On the first day of trading as separate companies, Rupert Murdoch's television and movie empire, 21st Century Fox, gained nearly 2% while the publishing company ended the day down 5%.
Still, the publishing entity, which took the name News Corp., largely held its own with investors.
Murdoch last year agreed to break his media empire News Corp. in two pieces in large part to free the entertainment businesses from the drag of the newspapers, which have declined in profitability.
Investors had long urged Murdoch to shed the papers, but the press baron from Australia would have none of it until a year ago when the company's British tabloids were mired in scandal, further weighing down the value of News Corp. stock.
News Corp. completed the corporate split Friday, after the financial markets closed. So Monday provided a test to see whether Fox stock would soar and, as importantly, whether investors shared Murdoch's enthusiasm for the prospects of publishing.

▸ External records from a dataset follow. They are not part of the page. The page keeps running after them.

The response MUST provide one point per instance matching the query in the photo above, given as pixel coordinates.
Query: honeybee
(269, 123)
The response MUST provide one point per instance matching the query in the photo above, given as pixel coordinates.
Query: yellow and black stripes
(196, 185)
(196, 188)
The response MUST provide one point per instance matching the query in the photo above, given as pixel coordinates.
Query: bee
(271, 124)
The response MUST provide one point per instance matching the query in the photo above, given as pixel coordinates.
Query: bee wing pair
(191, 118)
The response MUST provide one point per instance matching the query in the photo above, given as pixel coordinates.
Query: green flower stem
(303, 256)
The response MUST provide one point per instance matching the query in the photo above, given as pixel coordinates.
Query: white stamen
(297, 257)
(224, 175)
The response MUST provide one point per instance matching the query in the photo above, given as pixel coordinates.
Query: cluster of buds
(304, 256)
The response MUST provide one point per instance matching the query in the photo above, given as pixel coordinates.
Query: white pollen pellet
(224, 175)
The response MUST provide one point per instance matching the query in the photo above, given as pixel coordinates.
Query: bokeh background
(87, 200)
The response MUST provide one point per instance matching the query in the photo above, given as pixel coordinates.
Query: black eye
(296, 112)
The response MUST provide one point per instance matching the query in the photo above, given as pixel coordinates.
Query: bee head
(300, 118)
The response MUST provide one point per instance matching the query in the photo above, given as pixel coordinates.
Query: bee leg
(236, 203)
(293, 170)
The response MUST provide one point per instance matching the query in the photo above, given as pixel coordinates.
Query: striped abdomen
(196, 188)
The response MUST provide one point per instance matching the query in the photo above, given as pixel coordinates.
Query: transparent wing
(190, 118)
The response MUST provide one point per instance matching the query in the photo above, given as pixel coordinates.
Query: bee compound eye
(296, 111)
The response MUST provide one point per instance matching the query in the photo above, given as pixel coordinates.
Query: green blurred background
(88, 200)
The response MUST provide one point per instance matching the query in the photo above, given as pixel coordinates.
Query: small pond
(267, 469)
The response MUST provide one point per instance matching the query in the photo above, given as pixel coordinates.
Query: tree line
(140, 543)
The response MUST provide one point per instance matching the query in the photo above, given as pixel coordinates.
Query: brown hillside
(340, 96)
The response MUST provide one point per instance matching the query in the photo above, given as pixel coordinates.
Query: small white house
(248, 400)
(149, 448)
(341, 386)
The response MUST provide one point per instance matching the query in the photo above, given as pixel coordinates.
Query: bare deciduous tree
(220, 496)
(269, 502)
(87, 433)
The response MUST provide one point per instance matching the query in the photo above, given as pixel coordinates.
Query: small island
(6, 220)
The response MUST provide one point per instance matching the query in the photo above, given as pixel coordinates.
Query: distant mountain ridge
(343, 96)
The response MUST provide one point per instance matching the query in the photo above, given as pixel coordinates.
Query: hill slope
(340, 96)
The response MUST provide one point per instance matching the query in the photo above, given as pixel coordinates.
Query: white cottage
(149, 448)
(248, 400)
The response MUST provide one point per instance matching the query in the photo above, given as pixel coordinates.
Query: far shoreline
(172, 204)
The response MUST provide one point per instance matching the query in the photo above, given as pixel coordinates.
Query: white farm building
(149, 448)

Fox Class A shares closed at $29.40 a share, up from its opening price of $29.04 a share. Fox is now one the industry's highest-valued media stocks. The company, with a newly minted market value of $68 billion, consists of television networks Fox Broadcasting, FX, Fox News Channel, Fox Sports and the 20th Century Fox television and movie production studios.
The newly formed News Corp. includes the Wall Street Journal, New York Post, Times of London, the Australian, HarperCollins book publishing and some Australian TV interests.
News Corp.'s widely traded Class A shares opened Monday at $15.59 a share. They gradually declined in value throughout the day to close at $14.79 a share.
However, the stock did not fall substantially from the levels maintained last week during trading of preliminary shares, so that much was good news for Murdoch and other investors.